Um frio me passou na barriga. A tia Ana, o Mitão, e a coleção de neinhos da tia, tudo junto no caldeirão do casarão. Isso não era bom para ninguém, nem para o casarão nem para o espírito da avó
—        Mais a metade do Canela Preta é do moleque, ele não vai entrá na divisão?
—        Manoel, ele vai tirá pagamento daonde? A mãezinha tem querê do guri nos estudo, até onde dé. O moleque não tem mais querê que a mãezinha, ela queria e ele vai continuá na escola. Isso já foi resolvido, lá no tempo da mãe viva. Tem alguma parte que eu não entendi? — a tia Vanda foi feita com o jeito da avó: pronta para o amor e a guerra. Com ela a conversa já começava pela metade, tinha o querê dela e o outro jeito que não lhe mudava o querê.
Os tiuzin Jorge e Manoel tinham aquietado com o rabo entre as pernas, as vistas entre as orelhas. A tia Ana achou melhor ficar com o Mitão do feitio que já tava. O tio João saiu no meio das conversas, não disse mais nada do que já havia dito.
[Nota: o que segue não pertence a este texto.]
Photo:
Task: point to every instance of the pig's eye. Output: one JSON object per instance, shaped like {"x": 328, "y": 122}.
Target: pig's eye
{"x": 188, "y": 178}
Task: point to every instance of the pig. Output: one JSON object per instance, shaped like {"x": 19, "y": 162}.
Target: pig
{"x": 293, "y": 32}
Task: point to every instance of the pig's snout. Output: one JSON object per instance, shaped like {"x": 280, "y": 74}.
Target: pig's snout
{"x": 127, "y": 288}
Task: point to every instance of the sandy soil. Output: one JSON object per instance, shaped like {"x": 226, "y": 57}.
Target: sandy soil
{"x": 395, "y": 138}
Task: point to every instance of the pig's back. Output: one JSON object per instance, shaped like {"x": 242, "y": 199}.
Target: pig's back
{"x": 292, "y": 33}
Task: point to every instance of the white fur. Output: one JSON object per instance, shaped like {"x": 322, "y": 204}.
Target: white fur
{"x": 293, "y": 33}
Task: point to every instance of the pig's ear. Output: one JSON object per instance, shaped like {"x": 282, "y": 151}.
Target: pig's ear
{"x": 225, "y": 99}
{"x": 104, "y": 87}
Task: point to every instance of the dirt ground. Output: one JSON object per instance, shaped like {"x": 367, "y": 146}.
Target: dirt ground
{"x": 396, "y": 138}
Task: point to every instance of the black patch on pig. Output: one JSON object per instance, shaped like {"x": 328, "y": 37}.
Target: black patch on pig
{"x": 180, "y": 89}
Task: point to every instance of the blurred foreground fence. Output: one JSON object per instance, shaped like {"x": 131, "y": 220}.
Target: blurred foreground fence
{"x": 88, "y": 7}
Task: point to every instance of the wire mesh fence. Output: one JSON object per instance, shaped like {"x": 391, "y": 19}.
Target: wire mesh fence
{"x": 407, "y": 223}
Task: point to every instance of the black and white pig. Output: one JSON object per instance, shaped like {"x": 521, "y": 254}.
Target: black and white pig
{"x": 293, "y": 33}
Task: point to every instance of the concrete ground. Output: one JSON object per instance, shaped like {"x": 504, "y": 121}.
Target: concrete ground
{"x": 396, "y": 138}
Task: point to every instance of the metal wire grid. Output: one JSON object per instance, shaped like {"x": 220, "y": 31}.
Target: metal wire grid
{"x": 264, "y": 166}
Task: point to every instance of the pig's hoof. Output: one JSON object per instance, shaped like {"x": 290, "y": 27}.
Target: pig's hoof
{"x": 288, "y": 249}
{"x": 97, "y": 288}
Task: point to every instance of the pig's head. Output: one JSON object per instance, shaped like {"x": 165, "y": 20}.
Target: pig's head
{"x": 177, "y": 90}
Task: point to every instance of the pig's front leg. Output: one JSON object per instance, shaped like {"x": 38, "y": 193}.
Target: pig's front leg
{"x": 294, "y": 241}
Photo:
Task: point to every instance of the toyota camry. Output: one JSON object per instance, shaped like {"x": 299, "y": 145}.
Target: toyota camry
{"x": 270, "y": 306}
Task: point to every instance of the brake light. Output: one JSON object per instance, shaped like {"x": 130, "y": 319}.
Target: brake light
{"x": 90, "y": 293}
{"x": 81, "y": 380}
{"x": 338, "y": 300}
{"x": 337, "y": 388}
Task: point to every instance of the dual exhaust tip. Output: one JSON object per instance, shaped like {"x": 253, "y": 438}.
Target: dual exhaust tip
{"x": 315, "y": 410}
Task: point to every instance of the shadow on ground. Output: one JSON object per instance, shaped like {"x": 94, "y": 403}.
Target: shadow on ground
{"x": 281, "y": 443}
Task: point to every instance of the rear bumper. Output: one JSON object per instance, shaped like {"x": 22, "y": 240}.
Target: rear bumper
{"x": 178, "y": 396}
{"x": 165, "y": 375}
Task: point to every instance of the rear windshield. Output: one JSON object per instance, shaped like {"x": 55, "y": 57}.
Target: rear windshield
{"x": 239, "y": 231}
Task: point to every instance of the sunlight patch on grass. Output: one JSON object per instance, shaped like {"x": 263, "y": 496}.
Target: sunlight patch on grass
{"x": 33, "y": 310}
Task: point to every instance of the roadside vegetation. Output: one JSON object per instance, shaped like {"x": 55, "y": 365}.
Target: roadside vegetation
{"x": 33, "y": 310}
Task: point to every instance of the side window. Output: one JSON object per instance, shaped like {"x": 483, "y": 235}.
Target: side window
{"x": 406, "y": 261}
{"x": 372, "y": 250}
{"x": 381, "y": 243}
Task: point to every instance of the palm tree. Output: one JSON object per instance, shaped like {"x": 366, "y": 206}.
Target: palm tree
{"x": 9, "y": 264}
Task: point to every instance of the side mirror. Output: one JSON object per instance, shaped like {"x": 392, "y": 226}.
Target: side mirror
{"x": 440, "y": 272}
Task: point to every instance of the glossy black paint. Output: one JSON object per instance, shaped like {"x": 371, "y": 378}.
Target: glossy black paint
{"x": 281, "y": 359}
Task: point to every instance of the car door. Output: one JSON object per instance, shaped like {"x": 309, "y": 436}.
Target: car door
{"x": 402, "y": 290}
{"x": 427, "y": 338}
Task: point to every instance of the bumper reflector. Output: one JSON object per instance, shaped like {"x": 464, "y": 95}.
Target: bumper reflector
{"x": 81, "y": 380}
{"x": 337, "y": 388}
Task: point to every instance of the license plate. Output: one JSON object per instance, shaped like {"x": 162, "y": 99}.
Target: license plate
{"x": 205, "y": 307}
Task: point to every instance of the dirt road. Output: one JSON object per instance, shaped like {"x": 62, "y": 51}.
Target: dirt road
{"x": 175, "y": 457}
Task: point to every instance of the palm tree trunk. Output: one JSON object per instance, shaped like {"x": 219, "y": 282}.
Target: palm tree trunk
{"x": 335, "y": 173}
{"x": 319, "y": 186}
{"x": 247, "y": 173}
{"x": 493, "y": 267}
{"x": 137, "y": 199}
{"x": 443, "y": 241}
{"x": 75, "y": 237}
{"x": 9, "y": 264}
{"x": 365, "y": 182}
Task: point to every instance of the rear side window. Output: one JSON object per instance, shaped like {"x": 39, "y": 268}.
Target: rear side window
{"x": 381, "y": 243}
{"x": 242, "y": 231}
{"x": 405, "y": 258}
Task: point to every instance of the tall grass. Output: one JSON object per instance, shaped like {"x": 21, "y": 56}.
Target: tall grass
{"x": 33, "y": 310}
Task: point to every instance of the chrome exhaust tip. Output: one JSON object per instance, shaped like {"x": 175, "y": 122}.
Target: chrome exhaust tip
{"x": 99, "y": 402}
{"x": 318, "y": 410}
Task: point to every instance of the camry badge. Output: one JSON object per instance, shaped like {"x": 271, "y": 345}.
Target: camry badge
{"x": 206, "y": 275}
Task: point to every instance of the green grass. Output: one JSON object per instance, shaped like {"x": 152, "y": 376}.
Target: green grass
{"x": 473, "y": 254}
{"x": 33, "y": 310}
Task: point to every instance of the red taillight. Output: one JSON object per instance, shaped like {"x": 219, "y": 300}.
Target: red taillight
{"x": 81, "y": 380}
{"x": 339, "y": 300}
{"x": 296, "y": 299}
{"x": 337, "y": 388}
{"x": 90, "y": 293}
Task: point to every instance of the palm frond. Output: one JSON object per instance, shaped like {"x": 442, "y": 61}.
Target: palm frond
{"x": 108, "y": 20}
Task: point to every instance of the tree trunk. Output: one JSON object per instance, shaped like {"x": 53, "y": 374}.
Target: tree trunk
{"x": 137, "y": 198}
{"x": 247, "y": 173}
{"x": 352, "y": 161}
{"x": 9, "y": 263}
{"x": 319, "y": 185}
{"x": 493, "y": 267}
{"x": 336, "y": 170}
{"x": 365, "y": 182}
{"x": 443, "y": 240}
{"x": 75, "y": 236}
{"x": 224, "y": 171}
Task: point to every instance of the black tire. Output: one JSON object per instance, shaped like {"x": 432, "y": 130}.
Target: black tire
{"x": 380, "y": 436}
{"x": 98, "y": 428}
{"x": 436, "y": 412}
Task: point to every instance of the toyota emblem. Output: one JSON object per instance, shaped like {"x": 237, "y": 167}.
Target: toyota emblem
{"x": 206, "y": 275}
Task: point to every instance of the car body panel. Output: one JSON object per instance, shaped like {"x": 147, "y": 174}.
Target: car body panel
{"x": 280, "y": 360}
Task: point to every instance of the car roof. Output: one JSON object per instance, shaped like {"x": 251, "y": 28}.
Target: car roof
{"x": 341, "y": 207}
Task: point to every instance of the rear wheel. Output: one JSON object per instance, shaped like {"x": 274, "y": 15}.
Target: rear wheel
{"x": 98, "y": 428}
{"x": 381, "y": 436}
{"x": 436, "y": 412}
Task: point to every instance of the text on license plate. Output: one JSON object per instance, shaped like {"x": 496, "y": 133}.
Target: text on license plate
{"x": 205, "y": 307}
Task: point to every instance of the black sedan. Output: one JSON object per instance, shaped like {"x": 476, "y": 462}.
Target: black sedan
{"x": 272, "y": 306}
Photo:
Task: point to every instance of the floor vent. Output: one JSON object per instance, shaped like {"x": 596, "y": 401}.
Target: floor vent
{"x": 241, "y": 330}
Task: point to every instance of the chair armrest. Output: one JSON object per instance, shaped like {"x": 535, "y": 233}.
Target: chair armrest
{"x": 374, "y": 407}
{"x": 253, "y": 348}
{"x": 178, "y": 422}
Já sabia que o tio Batata não deixava vender o casarão.
Depois da reunião desfeita nenhum dos tiuzin voltou no assunto.
Eu ficava sozinho no casarão, na maior parte dos dias. Descia na senzala, sempre que precisava cumprir o compromisso de lembrança com a professora da matemática, bem mais nova que as lembranças da geografia. Minha desilusão passou logo que achei outro atrativo, conforme explicou o tiuzin Manoel, Amor é vento que vai um, vem cento.

A história dos preto massacrados já não me incomodava tanto, as coisas boas e ruins ficaram perdidas pela estrada das memórias. O esquecimento no tempo e a vontade das lembranças novas são mais fortes, mas fiz promessa de jamais usar calça longa, apertada nas canelas, como as correntes apertando os cabritos preto, só uso jeans.